While the RSC report makes numerous important points about the nature and degree of uncertainty involved in the oilsands, it really adds little to the debate about whether regulation should be precautionary.  Instead, like good scientists, the RSC is telling us what we do and do not know in clear terms.

How you respond to this depends on how you respond to scientific uncertainty more generally.   Unfortunately, the RSC’s approach is for the most part anti-precautionary.  On several fronts, the RSC asserts that various claims about the oilsands are not proven, which may lead people (and government decision-makers) to imply they are wrong.  These assertions rely heavily on uncertainty.   The RSC report also favours scientific evidence of risk, and industry evaluations of the importance of risk over cultural views about the significance of risk.

If accepted, this approach will facilitate continued politicization of the regulatory process as Government will be able to hang its hat on a “lack of evidence” of impacts to support approvals.  Cynically, one might observe that herein lies a historic incentive to minimize oversight on both the provincial and federal levels, an issue identified by the RSC.

To its credit, the RSC does put much of the onus back on proponents and regulators by suggesting improvements to assessment, monitoring, and regulatory processes.  It also essentially identifies the work of Kelly and Schindler as establishing an objective basis for the existence of some types of risk in the oilsands.  To this extent there are precautionary elements to the RSC’s paper.  Unfortunately for oilsands critics, the RSC’s approach requires a high level of scientific proof for asserting risk, rather than simply an objective basis.  How the public will provide this proof in the face of scientific uncertainty is unclear.

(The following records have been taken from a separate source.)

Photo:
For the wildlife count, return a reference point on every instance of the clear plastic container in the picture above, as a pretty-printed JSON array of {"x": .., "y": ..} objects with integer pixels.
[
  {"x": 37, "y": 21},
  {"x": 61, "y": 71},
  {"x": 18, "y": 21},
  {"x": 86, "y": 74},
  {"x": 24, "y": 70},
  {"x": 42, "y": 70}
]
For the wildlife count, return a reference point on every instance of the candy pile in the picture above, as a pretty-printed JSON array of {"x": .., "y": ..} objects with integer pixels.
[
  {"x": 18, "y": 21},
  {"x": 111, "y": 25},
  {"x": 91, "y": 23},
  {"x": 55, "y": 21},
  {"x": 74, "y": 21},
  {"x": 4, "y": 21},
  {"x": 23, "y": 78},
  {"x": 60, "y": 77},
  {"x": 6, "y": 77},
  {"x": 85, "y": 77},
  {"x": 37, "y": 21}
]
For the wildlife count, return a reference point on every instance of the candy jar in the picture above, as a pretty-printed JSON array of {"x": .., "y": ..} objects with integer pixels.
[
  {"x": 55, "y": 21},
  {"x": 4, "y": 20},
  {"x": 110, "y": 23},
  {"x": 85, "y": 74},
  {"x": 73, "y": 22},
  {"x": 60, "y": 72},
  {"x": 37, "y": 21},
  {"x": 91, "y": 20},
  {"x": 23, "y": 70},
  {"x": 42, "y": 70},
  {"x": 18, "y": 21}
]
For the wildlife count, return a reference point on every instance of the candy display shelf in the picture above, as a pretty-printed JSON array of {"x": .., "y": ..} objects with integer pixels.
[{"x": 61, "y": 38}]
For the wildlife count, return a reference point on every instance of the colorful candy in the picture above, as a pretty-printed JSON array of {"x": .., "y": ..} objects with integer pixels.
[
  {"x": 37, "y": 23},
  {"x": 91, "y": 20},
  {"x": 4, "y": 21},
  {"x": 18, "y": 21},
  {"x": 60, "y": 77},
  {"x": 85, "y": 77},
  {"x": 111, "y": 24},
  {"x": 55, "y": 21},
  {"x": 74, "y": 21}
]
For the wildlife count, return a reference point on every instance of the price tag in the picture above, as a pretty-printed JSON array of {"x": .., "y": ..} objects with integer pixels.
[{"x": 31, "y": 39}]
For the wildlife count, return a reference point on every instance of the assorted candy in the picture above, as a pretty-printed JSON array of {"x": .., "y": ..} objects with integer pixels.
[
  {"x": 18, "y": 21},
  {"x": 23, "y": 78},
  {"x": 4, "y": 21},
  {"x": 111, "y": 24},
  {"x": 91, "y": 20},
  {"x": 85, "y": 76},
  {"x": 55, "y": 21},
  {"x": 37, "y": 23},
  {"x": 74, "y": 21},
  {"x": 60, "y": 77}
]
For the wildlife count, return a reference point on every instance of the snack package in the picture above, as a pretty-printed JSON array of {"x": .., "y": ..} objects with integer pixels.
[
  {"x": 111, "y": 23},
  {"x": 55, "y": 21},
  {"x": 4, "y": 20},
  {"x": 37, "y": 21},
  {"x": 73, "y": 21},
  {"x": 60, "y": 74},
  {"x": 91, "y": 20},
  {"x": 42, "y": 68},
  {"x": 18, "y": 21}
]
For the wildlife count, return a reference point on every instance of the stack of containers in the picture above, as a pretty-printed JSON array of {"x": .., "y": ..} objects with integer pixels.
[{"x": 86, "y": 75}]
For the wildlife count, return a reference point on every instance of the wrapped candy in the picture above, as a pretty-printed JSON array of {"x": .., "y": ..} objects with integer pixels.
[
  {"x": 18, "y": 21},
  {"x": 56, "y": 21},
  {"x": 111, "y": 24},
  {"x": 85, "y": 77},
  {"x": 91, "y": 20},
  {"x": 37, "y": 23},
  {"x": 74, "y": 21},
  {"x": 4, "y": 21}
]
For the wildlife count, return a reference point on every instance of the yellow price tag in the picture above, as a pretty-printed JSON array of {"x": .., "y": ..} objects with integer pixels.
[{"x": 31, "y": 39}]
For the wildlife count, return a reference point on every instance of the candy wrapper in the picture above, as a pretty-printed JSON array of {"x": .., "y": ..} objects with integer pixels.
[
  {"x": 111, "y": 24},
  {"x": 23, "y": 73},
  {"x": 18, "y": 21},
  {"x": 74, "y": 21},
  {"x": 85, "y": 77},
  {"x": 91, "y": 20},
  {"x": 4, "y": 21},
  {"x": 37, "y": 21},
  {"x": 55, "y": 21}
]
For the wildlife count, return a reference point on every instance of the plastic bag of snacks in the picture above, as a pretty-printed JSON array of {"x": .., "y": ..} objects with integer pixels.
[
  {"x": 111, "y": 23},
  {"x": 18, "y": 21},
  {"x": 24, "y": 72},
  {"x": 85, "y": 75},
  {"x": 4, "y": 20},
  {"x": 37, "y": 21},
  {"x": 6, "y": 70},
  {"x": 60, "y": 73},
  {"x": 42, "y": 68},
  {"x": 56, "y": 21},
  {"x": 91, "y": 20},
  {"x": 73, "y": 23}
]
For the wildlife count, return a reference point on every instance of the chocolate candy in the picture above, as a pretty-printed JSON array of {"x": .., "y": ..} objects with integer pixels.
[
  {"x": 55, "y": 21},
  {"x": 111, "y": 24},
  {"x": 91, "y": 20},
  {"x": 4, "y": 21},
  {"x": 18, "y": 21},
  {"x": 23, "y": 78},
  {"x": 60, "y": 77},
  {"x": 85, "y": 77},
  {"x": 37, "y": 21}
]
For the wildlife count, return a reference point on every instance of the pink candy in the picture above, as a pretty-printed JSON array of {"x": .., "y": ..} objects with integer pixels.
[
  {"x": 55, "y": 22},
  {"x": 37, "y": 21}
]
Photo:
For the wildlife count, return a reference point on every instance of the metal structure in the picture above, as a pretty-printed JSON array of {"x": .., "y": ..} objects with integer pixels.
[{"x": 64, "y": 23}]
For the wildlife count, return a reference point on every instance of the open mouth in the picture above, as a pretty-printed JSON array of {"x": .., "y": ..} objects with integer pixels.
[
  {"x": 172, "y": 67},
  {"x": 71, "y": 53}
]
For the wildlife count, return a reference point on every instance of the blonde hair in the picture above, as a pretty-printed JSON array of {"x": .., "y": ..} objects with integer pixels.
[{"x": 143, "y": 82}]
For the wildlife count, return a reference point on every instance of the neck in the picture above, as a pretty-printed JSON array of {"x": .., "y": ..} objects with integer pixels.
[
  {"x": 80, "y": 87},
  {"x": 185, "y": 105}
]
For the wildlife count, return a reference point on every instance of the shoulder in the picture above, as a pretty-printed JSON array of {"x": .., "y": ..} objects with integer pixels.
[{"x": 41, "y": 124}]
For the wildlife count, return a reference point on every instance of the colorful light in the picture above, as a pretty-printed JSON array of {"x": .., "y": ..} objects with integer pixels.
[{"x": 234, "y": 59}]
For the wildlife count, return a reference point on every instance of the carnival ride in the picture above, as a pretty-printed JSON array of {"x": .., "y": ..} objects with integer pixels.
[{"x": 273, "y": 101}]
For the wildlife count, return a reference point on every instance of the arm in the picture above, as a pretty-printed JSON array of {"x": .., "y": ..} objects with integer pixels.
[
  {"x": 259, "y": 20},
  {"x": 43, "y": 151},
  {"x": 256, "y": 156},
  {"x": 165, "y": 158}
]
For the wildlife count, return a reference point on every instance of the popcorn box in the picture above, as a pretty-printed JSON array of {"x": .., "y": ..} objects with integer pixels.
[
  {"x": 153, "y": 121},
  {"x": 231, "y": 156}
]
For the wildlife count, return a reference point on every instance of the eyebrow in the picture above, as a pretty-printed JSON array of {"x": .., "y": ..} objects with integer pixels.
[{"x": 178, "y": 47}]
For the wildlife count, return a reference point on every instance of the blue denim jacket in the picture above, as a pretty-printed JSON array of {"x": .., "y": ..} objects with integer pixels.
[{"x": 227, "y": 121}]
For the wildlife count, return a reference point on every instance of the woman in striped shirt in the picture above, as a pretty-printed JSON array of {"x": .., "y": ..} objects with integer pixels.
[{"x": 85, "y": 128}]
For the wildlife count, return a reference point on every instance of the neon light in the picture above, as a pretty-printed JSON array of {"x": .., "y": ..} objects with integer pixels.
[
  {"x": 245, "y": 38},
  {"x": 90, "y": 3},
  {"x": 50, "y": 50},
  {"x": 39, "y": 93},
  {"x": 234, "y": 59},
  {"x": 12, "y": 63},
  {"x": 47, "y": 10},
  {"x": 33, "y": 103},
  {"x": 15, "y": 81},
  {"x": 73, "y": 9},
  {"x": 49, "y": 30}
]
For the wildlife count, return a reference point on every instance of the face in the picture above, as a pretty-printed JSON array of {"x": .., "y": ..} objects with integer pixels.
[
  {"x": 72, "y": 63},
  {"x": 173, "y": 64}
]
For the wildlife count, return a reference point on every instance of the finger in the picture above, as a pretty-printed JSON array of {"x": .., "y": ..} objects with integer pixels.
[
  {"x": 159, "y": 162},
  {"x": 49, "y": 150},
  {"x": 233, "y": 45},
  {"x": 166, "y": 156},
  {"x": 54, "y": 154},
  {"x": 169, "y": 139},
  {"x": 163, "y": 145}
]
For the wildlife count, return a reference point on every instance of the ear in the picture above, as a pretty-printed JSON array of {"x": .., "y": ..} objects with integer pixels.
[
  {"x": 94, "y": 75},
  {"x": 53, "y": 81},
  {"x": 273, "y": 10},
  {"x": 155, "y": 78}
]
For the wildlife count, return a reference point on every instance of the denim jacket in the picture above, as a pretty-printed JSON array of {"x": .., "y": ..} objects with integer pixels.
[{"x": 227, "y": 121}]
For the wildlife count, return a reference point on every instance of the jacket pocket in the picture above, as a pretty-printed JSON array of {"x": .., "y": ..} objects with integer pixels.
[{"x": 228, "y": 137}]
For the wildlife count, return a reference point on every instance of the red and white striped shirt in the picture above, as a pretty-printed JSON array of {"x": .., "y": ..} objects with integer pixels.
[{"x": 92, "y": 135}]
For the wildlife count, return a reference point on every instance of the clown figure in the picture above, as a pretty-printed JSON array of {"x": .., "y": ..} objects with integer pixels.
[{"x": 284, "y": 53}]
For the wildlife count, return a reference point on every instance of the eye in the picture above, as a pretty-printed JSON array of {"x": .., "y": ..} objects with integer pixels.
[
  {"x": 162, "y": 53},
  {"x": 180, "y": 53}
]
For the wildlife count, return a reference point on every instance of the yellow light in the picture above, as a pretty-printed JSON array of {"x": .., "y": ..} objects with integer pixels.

While this is good scientific practice, the RSC fails to fully appreciate that regulation does not have the same objectives as science.  Regulatory decisions must be made in the public interest, even when there is extensive scientific uncertainty.  Those concerned about oilsands must put forward their case on the nature of the risks using the best information that is currently available.  Where that information is minimal, the RSC’s standards leave little room for public participation by implying that inferences about risk, without proof, have no place in the oilsands debate.